2 de Dezembro de 2010 / às 16:53 / 7 anos atrás

ESTREIA-O impacto de "Abutres" faz Argentina mudar leis do país

SÃO PAULO (Reuters) - Num tempo em que o cinema parece se restringir cada vez mais a histórias superficiais e explosões, o argentino Pablo Trapero ("Leonera") transforma "Abutres" em um thriller de relevância social.

O filme, além de fazer enorme sucesso em seu país, levou o Congresso argentino a discutir mudanças na legislação de seguros para acidentes automotivos. Não é para menos, afinal o filme denuncia abertamente uma máfia que se tornou famosa ganhando dinheiro de seguros por acidentes não tão acidentais assim.

Em "Abutres", que estreia na sexta-feira em São Paulo e no Rio, Ricardo Darín ("O segredo dos seus olhos") é um advogado cuja licença foi cassada e, agora, trabalha em uma firma decadente cuidando de casos estranhos envolvendo acidentados e seguradoras.

Aos poucos, o roteiro, assinado por Trapero e outros três escritores, revela a real função do personagem, Sosa: dar assistência a pessoas que dão golpes em seguradoras.

Iria tudo bem, se o caminho dele não cruzasse com Luján (Martina Gusman), uma paramédica que socorre vítimas de acidentes automobilísticos. Eles se encontram por acaso, durante uma ocorrência na qual ele diz ser amigo da vítima. À medida em que os dois personagens se envolvem amorosamente, surge um dilema moral para Sosa. Ele ajuda pessoas que colocam suas vidas em risco, enquanto ela faz exatamente o contrário.

Se numa primeira parte "Abutres" segue como um drama, o ritmo de suspense ganha contornos a partir da disputa entre advogados e o embate entre Sosa e Juján, quando ela desconfia que seu novo namorado não é lá muito idôneo.

É uma aposta corajosa de Darín e Trapero, trazendo o ator para encarnar um tipo diferente daquele com que o público está acostumado. Ele não é o herói - nem tampouco o vilão -, mas uma espécie de anti-herói trágico e atormentado, que começa a ser consumido pela culpa.

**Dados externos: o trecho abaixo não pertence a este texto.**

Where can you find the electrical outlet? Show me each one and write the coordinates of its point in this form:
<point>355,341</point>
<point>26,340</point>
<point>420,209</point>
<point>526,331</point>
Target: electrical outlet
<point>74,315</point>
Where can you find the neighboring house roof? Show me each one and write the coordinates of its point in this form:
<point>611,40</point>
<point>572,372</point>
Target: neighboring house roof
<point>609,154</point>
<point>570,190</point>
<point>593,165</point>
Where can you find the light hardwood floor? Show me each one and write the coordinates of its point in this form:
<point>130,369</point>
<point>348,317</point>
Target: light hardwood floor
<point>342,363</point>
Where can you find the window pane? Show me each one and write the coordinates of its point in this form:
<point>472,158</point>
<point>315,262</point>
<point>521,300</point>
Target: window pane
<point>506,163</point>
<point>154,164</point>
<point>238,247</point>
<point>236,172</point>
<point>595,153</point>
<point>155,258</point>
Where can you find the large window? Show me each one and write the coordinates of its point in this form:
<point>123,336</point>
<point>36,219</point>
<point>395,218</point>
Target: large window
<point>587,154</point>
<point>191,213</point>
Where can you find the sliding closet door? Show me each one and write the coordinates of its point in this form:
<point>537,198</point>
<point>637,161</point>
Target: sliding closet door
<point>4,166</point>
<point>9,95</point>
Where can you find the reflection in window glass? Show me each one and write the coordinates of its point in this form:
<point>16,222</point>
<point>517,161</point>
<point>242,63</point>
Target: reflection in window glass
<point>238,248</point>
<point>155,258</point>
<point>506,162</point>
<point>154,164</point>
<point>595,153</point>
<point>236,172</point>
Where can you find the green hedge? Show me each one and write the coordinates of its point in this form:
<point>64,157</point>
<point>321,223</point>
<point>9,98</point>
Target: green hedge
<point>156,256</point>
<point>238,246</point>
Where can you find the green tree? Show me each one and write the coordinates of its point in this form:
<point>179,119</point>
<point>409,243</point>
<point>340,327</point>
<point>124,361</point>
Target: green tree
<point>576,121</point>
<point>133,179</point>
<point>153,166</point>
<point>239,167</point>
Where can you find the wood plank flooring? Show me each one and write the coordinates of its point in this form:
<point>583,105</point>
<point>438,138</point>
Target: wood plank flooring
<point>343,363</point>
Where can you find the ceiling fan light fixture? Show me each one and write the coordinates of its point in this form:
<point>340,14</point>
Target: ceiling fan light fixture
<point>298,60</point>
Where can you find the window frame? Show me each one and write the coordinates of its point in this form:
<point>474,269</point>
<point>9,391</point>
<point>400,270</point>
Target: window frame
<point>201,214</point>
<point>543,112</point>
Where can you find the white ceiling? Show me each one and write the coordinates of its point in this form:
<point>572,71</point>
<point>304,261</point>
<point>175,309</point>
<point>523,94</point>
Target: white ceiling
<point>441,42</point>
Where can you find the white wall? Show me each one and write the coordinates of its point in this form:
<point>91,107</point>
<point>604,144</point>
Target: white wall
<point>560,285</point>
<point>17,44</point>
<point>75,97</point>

O amor, que o libertaria, se torna mais um peso. A personagem de Martina - mulher do diretor e também produtora do filme - é repleta de nuances. Apesar de apaixonada, não abre mão de suas convicções, mesmo trabalhando em condições quase sub-humanas.

Por mais que a trama e os personagens de "Abutres" sejam interessantes, há um belíssimo trabalho de direção de Trapero, que em seu sexto longa de ficção se confirma - ao lado de Lucrecia Martel ("O Pântano") - como um dos nomes mais importantes do novo cinema argentino.

Desde "Mundo Grua" (1999), o cineasta estabelece um estilo de filmagem inconfundível, sem enfeitar a imagem ou os movimentos, um cinema quase áspero. Aqui, há diversos planos sem interrupção, todos em momentos-chaves, o que contribui para aumentar a tensão natural da narrativa.

"Abutres" parece uma espécie de primo latino de "Crash - Estranhos Prazeres", de David Cronenberg, lançado em 1996 e que provocou protestos na Argentina por parte da "Associação das Vítimas de Acidentes de Trânsito", que conseguiu tirá-lo de cartaz em Buenos Aires.

Aqui, no entanto, ao contrário do longa canadense baseado em J. G. Ballard, as batidas de carro não são formas de fetiche, mas praticamente ferramentas para movimentação, de forma ilícita, da economia.

Exibido em competição no Festival de Cannes, em maio, e escolhido para representar a Argentina na disputa por uma vaga na categoria de Oscar em melhor língua estrangeira, "Abutres" é um filme tão perturbador quanto comovente. É assustador acompanhar até onde as pessoas se auto-abusam em nome do dinheiro. Alguns personagens se submetem a degradações físicas, outros, a morais - e esses são os mais assustadores.